Hardware security adoption trajectory:

  • Now: Available in cloud, used for high-security workloads
  • 2025-2027: Broader adoption for security-sensitive applications
  • 2027-2030: Standard feature for critical infrastructure
  • 2030+: Routine for builds, signing, and sensitive operations

Investment Priorities

Organizations should prioritize emerging technology investments based on readiness and impact.

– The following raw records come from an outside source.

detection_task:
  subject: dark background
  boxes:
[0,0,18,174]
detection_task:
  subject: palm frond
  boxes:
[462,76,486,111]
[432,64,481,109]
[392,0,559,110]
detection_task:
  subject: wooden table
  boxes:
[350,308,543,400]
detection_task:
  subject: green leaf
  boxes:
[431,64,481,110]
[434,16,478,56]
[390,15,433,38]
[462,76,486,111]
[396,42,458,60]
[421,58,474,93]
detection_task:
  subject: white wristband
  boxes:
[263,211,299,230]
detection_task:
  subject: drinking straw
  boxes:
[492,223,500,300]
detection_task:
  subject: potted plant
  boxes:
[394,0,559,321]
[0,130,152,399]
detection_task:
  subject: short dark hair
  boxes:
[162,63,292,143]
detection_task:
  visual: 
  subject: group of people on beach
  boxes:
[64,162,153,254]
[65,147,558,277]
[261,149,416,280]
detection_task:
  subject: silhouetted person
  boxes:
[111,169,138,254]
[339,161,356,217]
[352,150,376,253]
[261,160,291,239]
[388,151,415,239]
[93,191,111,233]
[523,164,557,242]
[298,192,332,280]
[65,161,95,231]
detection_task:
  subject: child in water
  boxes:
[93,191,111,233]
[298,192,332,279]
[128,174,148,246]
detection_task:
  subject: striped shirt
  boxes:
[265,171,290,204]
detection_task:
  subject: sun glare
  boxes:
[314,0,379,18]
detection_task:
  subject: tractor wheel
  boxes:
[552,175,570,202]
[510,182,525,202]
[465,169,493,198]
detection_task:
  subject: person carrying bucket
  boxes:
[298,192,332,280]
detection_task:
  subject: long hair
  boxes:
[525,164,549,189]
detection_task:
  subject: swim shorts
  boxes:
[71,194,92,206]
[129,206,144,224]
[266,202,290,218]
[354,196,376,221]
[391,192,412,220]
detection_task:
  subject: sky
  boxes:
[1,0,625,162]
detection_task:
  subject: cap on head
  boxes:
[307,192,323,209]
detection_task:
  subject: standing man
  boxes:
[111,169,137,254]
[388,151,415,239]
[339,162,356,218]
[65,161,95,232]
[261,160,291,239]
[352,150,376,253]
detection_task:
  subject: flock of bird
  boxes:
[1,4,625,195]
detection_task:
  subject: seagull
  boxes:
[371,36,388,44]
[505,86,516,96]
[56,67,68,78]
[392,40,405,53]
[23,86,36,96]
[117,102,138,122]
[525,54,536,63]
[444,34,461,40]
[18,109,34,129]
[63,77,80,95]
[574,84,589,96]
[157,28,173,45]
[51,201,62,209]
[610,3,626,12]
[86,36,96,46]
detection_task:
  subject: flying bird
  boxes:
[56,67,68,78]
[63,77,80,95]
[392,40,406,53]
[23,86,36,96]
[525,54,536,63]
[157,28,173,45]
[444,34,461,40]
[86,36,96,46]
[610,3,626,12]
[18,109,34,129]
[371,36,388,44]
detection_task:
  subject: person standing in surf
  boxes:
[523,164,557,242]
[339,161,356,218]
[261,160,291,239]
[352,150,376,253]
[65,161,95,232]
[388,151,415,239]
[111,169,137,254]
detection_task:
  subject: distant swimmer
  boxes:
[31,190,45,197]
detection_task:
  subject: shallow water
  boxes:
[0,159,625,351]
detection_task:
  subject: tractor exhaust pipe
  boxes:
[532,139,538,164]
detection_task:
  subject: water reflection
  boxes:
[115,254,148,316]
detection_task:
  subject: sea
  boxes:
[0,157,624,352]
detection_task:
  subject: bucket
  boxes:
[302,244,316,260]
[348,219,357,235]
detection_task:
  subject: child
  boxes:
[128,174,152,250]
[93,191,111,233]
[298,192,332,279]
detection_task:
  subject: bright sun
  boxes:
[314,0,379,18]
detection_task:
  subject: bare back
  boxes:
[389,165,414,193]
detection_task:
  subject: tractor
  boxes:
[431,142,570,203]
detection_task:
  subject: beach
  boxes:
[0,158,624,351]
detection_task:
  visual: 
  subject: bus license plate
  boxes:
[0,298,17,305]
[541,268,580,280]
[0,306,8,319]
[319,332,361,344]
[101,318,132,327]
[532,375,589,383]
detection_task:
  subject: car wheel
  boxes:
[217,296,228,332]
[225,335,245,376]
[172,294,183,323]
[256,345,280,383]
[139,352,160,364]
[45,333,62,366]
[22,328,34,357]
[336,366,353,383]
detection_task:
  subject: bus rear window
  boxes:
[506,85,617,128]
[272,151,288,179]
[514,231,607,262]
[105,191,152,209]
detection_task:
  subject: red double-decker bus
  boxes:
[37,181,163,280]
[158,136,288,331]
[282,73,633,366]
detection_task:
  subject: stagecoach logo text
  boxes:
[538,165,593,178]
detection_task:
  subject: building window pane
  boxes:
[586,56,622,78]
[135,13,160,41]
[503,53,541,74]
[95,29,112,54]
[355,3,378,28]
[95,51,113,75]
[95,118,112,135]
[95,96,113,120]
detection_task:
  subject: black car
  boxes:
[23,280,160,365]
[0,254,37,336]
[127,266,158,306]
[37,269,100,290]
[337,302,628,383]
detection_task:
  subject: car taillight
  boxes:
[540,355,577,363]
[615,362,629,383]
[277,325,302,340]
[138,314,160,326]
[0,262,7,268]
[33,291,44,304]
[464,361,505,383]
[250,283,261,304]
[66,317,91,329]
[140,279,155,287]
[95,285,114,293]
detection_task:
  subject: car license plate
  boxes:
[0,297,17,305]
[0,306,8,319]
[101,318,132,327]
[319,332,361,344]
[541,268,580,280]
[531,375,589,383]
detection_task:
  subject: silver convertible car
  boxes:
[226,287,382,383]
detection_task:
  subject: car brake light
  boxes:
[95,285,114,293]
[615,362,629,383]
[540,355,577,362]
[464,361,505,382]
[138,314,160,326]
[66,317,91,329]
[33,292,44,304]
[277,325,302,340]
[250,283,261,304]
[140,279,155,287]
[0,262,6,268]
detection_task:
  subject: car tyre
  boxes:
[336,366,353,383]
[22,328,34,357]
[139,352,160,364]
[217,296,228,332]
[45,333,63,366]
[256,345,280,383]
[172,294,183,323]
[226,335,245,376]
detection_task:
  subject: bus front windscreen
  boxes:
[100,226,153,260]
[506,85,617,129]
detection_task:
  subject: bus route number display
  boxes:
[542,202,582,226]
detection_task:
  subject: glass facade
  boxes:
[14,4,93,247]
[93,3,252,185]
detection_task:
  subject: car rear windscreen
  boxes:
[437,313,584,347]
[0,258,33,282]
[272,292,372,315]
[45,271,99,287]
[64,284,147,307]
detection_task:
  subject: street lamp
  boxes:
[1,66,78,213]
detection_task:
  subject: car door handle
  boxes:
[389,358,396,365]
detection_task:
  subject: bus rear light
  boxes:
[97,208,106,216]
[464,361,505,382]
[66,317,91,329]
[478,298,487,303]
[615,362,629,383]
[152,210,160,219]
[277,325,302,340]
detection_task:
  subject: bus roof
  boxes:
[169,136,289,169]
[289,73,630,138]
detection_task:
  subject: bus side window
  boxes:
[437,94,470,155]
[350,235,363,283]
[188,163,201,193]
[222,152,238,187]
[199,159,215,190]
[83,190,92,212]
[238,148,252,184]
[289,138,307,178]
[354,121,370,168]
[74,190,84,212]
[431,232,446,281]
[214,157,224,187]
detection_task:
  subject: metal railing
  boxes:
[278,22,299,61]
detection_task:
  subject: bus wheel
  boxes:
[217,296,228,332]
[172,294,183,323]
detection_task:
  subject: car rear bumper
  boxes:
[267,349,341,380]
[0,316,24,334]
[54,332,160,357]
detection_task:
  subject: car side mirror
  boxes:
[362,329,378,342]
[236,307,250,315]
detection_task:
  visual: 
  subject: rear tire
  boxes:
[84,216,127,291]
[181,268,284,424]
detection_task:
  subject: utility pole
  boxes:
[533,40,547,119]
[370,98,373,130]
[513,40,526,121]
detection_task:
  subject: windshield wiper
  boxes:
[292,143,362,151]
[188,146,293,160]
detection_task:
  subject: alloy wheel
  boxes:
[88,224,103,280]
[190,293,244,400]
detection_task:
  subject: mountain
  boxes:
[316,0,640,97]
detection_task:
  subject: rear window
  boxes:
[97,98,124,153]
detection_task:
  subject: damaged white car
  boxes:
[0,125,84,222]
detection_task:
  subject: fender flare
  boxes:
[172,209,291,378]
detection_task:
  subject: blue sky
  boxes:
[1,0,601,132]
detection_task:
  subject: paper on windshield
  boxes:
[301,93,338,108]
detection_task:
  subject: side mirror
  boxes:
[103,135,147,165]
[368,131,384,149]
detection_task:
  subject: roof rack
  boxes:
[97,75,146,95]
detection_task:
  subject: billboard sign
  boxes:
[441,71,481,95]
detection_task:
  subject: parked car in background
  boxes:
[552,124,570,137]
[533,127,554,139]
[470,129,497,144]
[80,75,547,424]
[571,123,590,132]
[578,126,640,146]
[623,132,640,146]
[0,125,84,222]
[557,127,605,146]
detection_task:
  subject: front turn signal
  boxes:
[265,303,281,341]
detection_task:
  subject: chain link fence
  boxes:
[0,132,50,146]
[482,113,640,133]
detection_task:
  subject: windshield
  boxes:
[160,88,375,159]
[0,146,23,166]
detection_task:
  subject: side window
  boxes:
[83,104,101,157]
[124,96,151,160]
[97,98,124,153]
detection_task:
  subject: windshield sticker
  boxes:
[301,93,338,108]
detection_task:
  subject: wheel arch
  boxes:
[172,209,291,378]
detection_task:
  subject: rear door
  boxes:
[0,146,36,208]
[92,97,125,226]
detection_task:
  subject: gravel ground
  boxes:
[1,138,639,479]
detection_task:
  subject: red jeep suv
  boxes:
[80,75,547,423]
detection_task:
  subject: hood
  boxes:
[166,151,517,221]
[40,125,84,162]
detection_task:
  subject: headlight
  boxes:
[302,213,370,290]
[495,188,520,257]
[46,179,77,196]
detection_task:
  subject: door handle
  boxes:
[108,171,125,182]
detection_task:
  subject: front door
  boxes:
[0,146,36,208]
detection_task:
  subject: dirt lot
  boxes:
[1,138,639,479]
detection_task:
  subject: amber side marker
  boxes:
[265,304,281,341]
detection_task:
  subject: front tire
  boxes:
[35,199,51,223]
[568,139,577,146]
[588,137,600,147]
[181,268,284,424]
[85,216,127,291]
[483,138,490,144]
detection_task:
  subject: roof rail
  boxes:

Immediate priorities (now):

  1. Memory-safe languages for new development
  2. Automated dependency updates with human review
  3. AI-assisted code scanning as supplemental tool
  4. Hardware key protection for signing keys

Near-term priorities (2025-2027):

  1. Memory-safe rewrites of high-risk components
  2. Confidential build environments for sensitive software
  3. Expanded automation with staged rollout
  4. Formal verification for cryptographic code

Longer-term priorities (2027+):

  1. Broader formal verification for critical components
  2. Advanced AI remediation with validated automation
  3. Full confidential computing for sensitive workloads
  4. Memory-safe migration of legacy systems

Recommendations

We recommend organizations approach emerging technologies strategically:

For immediate action:

  1. Adopt memory-safe languages for new projects—the technology is mature
  2. Deploy AI security tools as augmentation, not replacement
  3. Enable automated dependency updates with appropriate review processes
  4. Protect signing keys with hardware security modules or secure enclaves

For planning:

  1. Develop memory-safe roadmaps identifying high-risk components for migration
  2. Evaluate confidential computing for builds and sensitive operations
  3. Track formal verification advances for applicability to your context
  4. Build expertise in emerging technologies through training and hiring

For realistic expectations:

  1. Accept gradual timelines—transformation takes years to decades
  2. Layer defenses rather than relying on any single technology
  3. Maintain skepticism about revolutionary claims
  4. Focus on fundamentals while adopting incremental improvements

Emerging technologies will improve supply chain security, but they won't eliminate the need for the practices discussed throughout this book—careful dependency management, verification, monitoring, and response. The technologies that succeed will be those that make existing good practices more effective and more scalable, not those that promise to replace human judgment entirely.